II. Difference-in-Differences: What it is and what it isn’t.
DiD is a powerful econometric method used to assess the causal impact of a treatment or intervention by exploiting variations in both time and policy changes (often referred to as “treatment”) across different groups. This approach has gained widespread popularity in empirical research, particularly in economics, to evaluate the effectiveness of policies, programs, or other interventions. The essence of DiD lies in comparing the changes in outcome variables of interest (e.g., price) over time between a group that is exposed to the change in policy and a control group that is not (e.g., comparing different groups of consumers, different firms, different geographic regions). It gets its name “difference-in-differences” because it essentially combines two types of variation: a before-and-after analysis while simultaneously providing a counterfactual by comparing an affected and an unaffected group.
The key advantage of DiD is its ability to control for time-invariant unobservable factors that may influence the outcome of interest. By differencing out the common time trends between the groups that are and are not affected by a policy change (i.e., “treatment” and “control” groups), DiD isolates the treatment effect by focusing on the differential changes in outcomes that occur after the introduction of the treatment.
To implement DiD, researchers and practitioners typically observe outcomes (variables of interest) for both the treatment and control groups before and after the change in policy is introduced. The difference in the average outcomes between the treatment and control groups before the treatment serves as a baseline. Then, the difference in the average outcomes after the treatment is subtracted. The resulting estimate represents the causal effect of the treatment, and it is often referred to as treatment effect.

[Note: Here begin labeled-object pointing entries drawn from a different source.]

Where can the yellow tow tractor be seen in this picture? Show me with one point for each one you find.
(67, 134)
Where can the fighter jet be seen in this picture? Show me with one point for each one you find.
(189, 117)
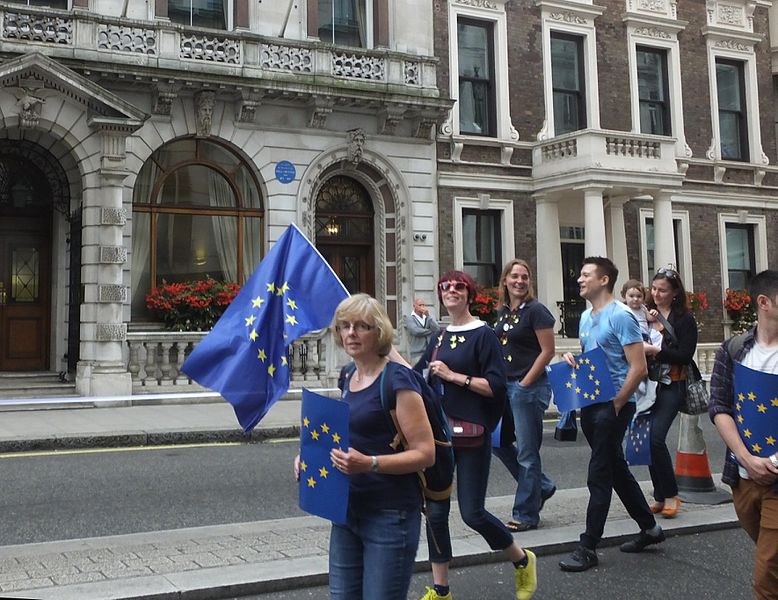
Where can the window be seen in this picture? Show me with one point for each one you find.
(733, 126)
(741, 255)
(343, 22)
(476, 77)
(567, 75)
(653, 91)
(197, 212)
(199, 13)
(482, 255)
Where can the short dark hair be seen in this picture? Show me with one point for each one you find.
(605, 267)
(763, 284)
(466, 278)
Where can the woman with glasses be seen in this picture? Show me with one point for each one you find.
(526, 331)
(669, 307)
(465, 365)
(372, 554)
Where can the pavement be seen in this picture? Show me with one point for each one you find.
(227, 561)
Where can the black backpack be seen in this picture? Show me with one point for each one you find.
(436, 480)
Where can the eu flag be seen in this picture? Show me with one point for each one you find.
(589, 382)
(756, 409)
(323, 489)
(244, 357)
(638, 451)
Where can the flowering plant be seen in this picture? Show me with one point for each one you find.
(191, 305)
(485, 304)
(740, 310)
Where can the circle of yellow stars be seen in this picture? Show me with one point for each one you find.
(761, 408)
(290, 305)
(316, 435)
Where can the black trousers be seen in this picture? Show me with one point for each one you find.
(608, 471)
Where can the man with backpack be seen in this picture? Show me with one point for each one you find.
(753, 478)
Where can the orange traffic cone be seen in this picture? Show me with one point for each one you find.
(692, 468)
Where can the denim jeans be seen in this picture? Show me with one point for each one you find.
(528, 405)
(472, 473)
(608, 471)
(372, 555)
(663, 413)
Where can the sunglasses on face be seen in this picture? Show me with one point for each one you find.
(459, 286)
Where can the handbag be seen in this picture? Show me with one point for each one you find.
(465, 434)
(696, 399)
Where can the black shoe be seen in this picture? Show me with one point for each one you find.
(546, 496)
(580, 560)
(519, 526)
(643, 539)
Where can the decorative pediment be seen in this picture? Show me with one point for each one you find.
(32, 77)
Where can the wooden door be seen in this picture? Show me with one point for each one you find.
(24, 299)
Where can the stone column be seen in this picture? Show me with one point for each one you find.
(617, 236)
(664, 238)
(548, 278)
(594, 222)
(101, 369)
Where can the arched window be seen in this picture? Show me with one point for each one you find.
(197, 212)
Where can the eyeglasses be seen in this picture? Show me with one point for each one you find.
(359, 326)
(457, 285)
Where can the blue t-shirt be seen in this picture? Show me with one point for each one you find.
(610, 329)
(371, 434)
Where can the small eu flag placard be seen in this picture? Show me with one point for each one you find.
(324, 426)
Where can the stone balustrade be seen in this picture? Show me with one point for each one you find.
(156, 357)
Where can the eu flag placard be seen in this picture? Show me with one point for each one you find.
(756, 410)
(638, 438)
(589, 382)
(244, 357)
(324, 426)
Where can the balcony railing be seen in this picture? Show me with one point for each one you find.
(156, 357)
(137, 43)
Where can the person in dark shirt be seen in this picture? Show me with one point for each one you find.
(679, 342)
(526, 331)
(466, 365)
(372, 554)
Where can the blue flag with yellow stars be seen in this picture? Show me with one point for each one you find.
(756, 410)
(589, 382)
(323, 489)
(244, 357)
(638, 450)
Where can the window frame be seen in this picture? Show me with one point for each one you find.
(579, 94)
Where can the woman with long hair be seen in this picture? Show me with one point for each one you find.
(465, 364)
(525, 328)
(669, 307)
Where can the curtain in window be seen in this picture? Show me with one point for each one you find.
(225, 229)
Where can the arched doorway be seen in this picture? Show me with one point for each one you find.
(26, 201)
(344, 232)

DiD is versatile and applicable in various settings. For instance, in evaluating the impact of a policy change, researchers might compare employment rates, income levels, or other relevant outcomes before and after the policy implementation between regions or groups affected by the policy and those not affected. The DiD methodology has also been implemented in antitrust court in various settings. In merger analysis, for example, DiD has often been implemented to estimate retroactively the impact of past consolidations to inform future policy. In current Merger Guidelines, it is also previewed the use of historical data on similar transactions to inform analysis on current filings, as shown in the excerpt below:
The Agencies may look for historical events to assess the presence and substantiality of direct competition between the merging firms. For example, the Agencies may examine the competitive impact of recent relevant mergers, entry, expansion, or exit events.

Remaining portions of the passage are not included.